我想这是一种基本的错误。我想我只是不明白 TensorFlow 如何跟踪它需要计算的导数。如果我在损失函数内部而不是外部定义变量,似乎一切正常,但我需要在外部使用它们以便稍后访问它们的值。所以我想我在这里有点不明白。
好的,这就是我的想法。我缺少的关键是:
- 将输入变量定义为巨大的张量,这样所有的最小化都可以同时发生。
- 一次为所有最小化构建一个组合损失函数
- 在损失函数定义中构建用于损失计算的中间变量,以便 TensorFlow 可以跟踪梯度(我认为
minimize函数将损失函数包装在梯度带或类似的东西中)。 - 将损失函数定义为 class 的一部分,以便可以存储中间变量。
minimize只做了一步最小化,所以我们需要循环很多次直到它根据某种标准收敛。- 由于泊松分布均值小于零的无效性,我 运行 陷入了一些 NaN。所以我需要为输入变量添加一个约束。

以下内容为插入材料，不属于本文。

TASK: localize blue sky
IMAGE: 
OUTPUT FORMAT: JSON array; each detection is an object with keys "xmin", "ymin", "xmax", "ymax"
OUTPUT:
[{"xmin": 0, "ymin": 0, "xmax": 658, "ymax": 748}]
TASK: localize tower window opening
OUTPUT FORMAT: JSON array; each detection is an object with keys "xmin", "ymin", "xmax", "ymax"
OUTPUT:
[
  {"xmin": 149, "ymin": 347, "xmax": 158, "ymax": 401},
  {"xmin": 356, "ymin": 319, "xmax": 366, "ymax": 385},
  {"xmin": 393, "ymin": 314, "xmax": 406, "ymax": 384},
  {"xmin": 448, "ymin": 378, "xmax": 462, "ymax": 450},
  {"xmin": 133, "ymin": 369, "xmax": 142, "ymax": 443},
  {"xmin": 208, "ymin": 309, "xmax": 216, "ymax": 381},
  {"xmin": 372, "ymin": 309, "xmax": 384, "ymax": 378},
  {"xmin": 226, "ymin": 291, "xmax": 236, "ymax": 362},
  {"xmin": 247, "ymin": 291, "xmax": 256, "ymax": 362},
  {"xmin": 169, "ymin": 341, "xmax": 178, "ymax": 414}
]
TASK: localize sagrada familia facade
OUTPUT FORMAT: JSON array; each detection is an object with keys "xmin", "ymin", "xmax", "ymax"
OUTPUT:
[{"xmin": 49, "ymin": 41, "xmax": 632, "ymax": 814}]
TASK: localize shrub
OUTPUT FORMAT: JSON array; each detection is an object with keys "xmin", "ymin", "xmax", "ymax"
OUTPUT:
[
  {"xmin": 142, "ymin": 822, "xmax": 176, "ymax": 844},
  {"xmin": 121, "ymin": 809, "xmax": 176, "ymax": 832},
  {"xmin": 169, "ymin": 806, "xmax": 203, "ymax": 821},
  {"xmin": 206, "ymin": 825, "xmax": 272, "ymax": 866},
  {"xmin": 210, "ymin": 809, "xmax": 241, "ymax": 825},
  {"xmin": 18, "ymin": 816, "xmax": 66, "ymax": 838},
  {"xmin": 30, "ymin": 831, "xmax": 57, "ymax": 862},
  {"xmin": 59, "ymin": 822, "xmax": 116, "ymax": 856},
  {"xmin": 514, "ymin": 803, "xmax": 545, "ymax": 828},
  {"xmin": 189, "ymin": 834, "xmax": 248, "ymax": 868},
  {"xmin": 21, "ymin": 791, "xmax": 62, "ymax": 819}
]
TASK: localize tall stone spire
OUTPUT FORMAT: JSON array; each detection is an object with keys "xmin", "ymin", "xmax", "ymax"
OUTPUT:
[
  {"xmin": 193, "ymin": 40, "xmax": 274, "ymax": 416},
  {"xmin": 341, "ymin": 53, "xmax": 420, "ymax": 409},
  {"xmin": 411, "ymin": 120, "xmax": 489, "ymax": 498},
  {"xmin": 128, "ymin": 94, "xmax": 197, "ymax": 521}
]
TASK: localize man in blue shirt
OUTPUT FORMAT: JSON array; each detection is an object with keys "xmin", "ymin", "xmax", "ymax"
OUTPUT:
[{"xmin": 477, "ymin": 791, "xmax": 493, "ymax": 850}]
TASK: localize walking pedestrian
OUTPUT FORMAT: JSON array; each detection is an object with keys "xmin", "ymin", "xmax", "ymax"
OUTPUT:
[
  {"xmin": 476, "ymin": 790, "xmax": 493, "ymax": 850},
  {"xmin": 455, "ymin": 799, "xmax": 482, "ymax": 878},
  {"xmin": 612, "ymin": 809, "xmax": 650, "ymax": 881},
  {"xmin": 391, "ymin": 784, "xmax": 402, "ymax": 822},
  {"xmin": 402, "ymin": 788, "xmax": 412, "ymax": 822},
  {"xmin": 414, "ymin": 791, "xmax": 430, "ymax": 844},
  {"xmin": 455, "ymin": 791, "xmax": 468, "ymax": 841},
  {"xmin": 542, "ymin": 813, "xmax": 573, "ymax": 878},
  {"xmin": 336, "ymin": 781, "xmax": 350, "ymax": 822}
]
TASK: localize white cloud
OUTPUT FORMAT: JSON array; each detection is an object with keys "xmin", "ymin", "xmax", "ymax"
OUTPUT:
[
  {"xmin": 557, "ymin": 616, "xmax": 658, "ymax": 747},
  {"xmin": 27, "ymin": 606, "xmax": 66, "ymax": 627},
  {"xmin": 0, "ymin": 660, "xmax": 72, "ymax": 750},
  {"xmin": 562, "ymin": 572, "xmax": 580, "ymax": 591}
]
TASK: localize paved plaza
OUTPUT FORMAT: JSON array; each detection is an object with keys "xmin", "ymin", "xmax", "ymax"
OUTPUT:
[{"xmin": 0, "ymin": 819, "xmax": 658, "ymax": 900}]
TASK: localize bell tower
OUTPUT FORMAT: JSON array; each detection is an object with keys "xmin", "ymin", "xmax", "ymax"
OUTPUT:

有了这个,我现在可以在我的笔记本电脑上在大约 10 秒内完成相当于一百万次的最小化,这太棒了!
import tensorflow as tf
import tensorflow_probability as tfp
from tensorflow_probability import distributions as tfd
import seaborn as sns
import numpy as np
import matplotlib.pyplot as plt
# Bunch of independent Poisson distributions that we want to combine
poises0 = [tfd.Poisson(rate = 10) for i in range(5)]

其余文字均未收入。